As the market has been deeply surprised by the change in legislation, many questions have arisen following its entry into force, mainly due to the lack of transitional or clarifying provisions. The opt-out application had to be approved by MAVIR 30 days before the planned opt-out to ensure that the producers’ switch of balancing groups could be safely implemented without endangering the electricity grid system. Therefore, those who notified their intention to opt-out in May will be able to switch to another balancing group from 1 July. There are many market players whose application has already been approved but whose opt-out will only take effect from 1 June or 1 July. However, the text of the new legislation does not provide any guidance as to what rules apply to these players and whether they have the right to opt out or not, as their opt-out would now take place after the entry into force of the ban.

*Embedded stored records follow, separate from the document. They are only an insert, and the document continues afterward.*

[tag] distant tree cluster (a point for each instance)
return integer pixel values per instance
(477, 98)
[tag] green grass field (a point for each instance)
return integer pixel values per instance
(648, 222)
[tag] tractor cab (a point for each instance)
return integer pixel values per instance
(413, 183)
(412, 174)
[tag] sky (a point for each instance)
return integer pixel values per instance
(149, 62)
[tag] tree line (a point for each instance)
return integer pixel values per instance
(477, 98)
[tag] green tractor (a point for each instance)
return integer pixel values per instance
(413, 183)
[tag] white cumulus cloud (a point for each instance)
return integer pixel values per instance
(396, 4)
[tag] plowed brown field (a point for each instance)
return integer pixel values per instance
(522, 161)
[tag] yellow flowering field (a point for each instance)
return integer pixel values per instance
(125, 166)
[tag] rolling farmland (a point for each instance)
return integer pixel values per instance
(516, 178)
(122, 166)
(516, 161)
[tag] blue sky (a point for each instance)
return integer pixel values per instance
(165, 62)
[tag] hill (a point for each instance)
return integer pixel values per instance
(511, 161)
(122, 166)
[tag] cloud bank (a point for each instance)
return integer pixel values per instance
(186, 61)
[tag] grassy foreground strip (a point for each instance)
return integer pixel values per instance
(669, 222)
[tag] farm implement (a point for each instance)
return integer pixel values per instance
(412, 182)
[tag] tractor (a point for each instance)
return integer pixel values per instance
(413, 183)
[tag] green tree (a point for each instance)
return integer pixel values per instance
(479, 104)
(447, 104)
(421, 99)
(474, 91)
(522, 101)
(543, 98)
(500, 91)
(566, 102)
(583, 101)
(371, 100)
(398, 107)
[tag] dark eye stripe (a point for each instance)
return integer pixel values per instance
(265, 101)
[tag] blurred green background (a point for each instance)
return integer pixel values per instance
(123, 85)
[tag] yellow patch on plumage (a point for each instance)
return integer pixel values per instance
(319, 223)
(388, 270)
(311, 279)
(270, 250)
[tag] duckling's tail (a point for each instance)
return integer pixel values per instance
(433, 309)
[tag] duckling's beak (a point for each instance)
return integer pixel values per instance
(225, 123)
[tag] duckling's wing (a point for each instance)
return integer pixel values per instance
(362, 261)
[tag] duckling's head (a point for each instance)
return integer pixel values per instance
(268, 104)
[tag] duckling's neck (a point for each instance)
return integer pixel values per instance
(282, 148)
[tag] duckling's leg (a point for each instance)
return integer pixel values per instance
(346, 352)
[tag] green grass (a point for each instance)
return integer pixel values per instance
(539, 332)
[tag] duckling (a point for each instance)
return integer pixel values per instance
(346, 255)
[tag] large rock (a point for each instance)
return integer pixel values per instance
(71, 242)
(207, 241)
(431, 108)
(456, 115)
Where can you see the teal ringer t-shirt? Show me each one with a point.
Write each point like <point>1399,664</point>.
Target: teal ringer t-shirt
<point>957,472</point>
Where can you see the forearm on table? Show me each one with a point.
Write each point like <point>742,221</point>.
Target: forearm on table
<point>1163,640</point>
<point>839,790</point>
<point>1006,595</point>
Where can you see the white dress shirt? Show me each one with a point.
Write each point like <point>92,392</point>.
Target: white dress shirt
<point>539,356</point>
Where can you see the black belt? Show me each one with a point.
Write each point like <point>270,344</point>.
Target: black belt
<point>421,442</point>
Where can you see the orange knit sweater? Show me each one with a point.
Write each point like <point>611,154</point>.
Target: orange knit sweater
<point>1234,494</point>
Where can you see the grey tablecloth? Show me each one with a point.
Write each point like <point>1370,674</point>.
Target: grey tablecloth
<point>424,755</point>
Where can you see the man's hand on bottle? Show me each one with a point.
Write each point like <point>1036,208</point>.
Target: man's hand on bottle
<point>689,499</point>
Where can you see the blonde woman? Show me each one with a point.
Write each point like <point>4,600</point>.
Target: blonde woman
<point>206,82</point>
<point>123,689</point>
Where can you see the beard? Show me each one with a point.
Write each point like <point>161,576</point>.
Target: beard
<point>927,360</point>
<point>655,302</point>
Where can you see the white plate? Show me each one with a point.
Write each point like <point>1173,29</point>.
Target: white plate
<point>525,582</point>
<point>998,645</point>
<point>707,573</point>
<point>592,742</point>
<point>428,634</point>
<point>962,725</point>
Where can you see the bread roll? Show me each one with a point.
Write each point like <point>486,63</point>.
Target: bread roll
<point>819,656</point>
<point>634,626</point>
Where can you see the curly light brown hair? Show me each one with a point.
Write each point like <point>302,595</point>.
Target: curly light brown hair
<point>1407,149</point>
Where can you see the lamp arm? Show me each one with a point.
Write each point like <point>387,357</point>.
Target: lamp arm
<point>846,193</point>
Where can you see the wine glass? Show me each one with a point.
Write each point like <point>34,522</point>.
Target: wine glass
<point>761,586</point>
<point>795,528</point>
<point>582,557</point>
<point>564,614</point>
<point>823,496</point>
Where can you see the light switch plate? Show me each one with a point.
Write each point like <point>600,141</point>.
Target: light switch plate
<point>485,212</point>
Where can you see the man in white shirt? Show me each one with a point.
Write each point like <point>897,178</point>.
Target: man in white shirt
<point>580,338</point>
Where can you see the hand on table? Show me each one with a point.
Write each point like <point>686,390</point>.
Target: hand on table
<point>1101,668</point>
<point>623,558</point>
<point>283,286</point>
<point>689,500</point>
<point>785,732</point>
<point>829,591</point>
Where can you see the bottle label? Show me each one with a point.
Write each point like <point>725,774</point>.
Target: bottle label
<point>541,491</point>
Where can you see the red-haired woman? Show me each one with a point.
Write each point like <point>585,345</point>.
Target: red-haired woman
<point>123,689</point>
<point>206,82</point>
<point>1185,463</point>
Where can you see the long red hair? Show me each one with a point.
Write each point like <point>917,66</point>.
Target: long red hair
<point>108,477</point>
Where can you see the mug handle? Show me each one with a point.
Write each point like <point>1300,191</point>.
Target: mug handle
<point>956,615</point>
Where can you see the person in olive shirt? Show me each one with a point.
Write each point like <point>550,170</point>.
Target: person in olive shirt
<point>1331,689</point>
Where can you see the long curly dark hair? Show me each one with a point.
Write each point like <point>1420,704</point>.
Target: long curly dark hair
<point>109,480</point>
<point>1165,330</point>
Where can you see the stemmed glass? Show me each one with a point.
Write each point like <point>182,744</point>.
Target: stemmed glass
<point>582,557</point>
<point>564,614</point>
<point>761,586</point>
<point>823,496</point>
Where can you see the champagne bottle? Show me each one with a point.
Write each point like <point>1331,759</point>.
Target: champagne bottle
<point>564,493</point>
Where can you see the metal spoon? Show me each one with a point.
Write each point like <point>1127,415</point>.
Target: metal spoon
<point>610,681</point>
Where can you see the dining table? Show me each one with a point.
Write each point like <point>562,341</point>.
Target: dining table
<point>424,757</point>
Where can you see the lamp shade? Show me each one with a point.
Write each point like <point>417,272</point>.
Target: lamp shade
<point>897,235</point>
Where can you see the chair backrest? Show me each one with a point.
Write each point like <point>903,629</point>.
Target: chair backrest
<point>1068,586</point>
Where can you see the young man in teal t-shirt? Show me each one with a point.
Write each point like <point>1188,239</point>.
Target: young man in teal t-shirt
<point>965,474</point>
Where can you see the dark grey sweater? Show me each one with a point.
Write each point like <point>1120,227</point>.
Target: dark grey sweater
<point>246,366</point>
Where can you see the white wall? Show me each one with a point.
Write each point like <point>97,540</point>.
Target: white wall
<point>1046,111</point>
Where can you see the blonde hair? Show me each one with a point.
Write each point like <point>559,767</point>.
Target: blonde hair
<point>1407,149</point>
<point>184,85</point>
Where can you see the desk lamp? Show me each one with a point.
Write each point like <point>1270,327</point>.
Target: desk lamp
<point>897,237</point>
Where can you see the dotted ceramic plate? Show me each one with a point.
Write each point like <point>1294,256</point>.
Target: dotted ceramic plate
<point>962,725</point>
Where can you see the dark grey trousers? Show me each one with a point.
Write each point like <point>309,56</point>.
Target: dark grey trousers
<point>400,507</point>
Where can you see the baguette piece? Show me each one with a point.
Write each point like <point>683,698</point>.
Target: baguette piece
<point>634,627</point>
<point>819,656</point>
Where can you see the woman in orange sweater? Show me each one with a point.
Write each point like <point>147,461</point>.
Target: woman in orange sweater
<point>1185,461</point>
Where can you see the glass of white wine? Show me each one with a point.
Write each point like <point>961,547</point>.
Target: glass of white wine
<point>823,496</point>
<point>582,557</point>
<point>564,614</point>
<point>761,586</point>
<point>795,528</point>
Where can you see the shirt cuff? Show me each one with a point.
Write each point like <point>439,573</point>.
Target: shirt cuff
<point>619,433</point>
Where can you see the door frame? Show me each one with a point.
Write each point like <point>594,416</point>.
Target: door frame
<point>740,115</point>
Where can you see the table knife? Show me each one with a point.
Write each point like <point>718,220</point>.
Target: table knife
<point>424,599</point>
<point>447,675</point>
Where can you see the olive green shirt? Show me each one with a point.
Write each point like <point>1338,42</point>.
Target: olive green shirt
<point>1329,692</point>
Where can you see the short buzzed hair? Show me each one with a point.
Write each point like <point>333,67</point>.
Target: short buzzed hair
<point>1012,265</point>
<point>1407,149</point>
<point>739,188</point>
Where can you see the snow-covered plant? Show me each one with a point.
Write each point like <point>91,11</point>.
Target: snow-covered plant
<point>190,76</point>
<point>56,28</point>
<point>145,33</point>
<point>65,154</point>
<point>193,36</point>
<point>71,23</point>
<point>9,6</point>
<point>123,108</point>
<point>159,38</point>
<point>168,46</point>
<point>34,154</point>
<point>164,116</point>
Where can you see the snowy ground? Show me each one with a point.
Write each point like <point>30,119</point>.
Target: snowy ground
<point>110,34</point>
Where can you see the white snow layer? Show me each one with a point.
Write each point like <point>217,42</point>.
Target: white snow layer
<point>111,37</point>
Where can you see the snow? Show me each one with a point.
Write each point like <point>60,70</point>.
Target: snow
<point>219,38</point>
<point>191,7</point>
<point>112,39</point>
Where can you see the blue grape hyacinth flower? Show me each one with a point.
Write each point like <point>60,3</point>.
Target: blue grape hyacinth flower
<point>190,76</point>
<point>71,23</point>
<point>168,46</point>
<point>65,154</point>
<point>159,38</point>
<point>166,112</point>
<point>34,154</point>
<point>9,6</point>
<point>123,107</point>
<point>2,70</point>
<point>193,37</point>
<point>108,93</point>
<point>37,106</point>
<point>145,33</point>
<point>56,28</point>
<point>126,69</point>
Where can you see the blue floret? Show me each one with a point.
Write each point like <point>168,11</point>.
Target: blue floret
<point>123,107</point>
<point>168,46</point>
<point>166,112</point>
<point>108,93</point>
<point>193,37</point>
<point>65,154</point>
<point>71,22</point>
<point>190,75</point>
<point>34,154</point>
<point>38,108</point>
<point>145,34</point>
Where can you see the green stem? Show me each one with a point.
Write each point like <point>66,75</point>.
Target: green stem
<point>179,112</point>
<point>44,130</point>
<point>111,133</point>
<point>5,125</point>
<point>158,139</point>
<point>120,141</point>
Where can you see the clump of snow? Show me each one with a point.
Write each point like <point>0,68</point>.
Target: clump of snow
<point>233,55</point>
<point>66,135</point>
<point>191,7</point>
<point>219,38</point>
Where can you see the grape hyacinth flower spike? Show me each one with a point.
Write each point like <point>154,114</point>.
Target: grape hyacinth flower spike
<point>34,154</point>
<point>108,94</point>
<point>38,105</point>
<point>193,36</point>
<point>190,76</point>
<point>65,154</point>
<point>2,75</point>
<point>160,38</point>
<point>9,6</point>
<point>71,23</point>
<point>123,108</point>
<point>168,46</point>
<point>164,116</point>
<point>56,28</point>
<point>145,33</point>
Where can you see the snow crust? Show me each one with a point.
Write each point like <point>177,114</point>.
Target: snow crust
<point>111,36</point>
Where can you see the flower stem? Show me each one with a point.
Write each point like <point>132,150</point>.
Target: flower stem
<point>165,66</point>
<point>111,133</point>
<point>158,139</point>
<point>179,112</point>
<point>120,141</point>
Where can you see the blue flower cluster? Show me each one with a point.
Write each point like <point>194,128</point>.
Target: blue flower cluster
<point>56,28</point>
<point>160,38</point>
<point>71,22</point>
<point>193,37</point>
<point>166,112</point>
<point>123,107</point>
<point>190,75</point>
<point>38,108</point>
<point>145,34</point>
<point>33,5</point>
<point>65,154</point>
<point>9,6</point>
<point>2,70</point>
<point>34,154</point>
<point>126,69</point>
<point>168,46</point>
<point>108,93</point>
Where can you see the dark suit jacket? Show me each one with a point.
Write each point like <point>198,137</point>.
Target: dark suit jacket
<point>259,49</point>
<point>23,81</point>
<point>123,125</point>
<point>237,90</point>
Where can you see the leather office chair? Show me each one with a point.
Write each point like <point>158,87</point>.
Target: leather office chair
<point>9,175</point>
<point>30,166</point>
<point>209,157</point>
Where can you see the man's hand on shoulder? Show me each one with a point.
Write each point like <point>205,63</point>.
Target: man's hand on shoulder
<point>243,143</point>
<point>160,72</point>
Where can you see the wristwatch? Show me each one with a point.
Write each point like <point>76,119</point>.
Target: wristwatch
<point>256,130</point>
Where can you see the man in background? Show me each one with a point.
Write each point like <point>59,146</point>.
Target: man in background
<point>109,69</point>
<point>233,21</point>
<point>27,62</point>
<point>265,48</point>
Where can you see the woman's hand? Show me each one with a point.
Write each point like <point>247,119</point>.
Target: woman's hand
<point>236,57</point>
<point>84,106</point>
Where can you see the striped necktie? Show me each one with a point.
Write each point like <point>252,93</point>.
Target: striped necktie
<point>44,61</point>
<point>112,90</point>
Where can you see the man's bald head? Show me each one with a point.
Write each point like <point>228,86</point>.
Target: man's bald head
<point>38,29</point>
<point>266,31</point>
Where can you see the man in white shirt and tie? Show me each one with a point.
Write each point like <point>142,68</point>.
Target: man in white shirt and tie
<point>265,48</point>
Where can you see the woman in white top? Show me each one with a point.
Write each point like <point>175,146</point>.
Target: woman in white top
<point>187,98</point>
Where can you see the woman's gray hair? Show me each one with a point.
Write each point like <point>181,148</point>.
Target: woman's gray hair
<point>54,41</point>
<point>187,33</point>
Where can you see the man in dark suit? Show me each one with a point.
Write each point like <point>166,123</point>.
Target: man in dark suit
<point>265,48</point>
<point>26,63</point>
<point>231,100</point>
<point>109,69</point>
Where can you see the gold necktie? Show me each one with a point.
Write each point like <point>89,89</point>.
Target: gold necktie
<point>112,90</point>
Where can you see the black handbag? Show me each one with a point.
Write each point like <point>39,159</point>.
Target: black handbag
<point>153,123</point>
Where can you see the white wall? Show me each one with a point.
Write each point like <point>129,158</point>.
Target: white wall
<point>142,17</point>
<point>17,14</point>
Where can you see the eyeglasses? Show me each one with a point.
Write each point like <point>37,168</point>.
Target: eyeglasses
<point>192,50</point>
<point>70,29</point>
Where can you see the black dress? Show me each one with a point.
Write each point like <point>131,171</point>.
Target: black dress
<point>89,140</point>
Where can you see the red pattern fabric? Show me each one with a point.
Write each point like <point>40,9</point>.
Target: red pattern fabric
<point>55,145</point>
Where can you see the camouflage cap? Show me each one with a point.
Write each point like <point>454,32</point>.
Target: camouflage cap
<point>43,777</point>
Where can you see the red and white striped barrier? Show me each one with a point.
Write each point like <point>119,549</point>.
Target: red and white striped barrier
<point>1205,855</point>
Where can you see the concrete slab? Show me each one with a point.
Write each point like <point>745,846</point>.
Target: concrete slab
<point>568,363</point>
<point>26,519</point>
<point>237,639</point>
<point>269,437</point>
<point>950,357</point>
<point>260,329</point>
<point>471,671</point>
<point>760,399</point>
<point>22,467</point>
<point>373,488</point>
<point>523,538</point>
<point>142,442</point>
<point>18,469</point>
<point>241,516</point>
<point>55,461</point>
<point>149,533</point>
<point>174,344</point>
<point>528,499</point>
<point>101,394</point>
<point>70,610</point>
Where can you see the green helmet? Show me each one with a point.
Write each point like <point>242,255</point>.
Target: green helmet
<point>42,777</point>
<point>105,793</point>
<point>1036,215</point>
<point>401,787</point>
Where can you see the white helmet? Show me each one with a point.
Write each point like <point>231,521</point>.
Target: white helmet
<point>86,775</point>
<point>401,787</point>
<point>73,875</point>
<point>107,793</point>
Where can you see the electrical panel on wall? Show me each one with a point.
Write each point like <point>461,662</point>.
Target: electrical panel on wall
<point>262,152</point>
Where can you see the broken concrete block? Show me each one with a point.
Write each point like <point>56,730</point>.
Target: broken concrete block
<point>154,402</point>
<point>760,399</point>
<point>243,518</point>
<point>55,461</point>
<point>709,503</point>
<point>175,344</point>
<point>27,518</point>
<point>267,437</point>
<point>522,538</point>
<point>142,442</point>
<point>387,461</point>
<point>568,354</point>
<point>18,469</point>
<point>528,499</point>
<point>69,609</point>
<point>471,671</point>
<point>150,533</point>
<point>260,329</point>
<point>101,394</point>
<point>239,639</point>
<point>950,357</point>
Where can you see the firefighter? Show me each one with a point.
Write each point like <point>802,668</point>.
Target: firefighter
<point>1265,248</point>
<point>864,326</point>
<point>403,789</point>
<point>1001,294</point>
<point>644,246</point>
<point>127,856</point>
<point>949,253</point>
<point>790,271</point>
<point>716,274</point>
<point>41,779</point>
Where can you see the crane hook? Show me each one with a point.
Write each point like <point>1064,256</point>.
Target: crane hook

In a first step, a leaflet issued by MAVIR was used to address the lack of information caused by the text of the legislation. According to the procedure explained in the leaflet, producers opting out as of 1 June will be governed by the rules in force before 26 May, i.e., they are free to join another balancing group without the prerequisite to conclude a premium subsidy agreement, and will also be allowed to opt back into the KÁT balancing group, subject to the 12-month rule.
The situation is less fortunate for producers who leave or would have left on or after 1 July, as the leaflet states that opting out and opting back into the KÁT balancing group will be governed by the “prohibitive” rules in force from 26 May, which means that they can join another balancing group instead of the KÁT balancing group only on condition that they sign a premium subsidy agreement, plus they will not be able to re-join the KÁT balancing group. If a producer opting out as of 1 July has already notified MAVIR of its intention to leave, but does not actually want to opt out in view of the above legislative change, it must definitely inform MAVIR about the withdrawal of its intention to leave. Producers who still wish to opt out despite the changes must notify MAVIR immediately of their request to conclude a premium subsidy agreement in order to comply with the amendment in force.
MAVIR’s leaflet makes it clear that in the future, those leaving the KÁT regime will only be allowed to switch balancing groups on condition that in parallel with the notification of their intention to leave they take steps to enter into a premium subsidy agreement. The premium subsidy agreement must be concluded by the 10th day of the month preceding the month of the day following the opt-out.
Many players are now likely to decide to stay in the regime because of the change in the settlement system despite all the time, money and energy they have invested in preparing to leave - the value of which has now been wiped out overnight.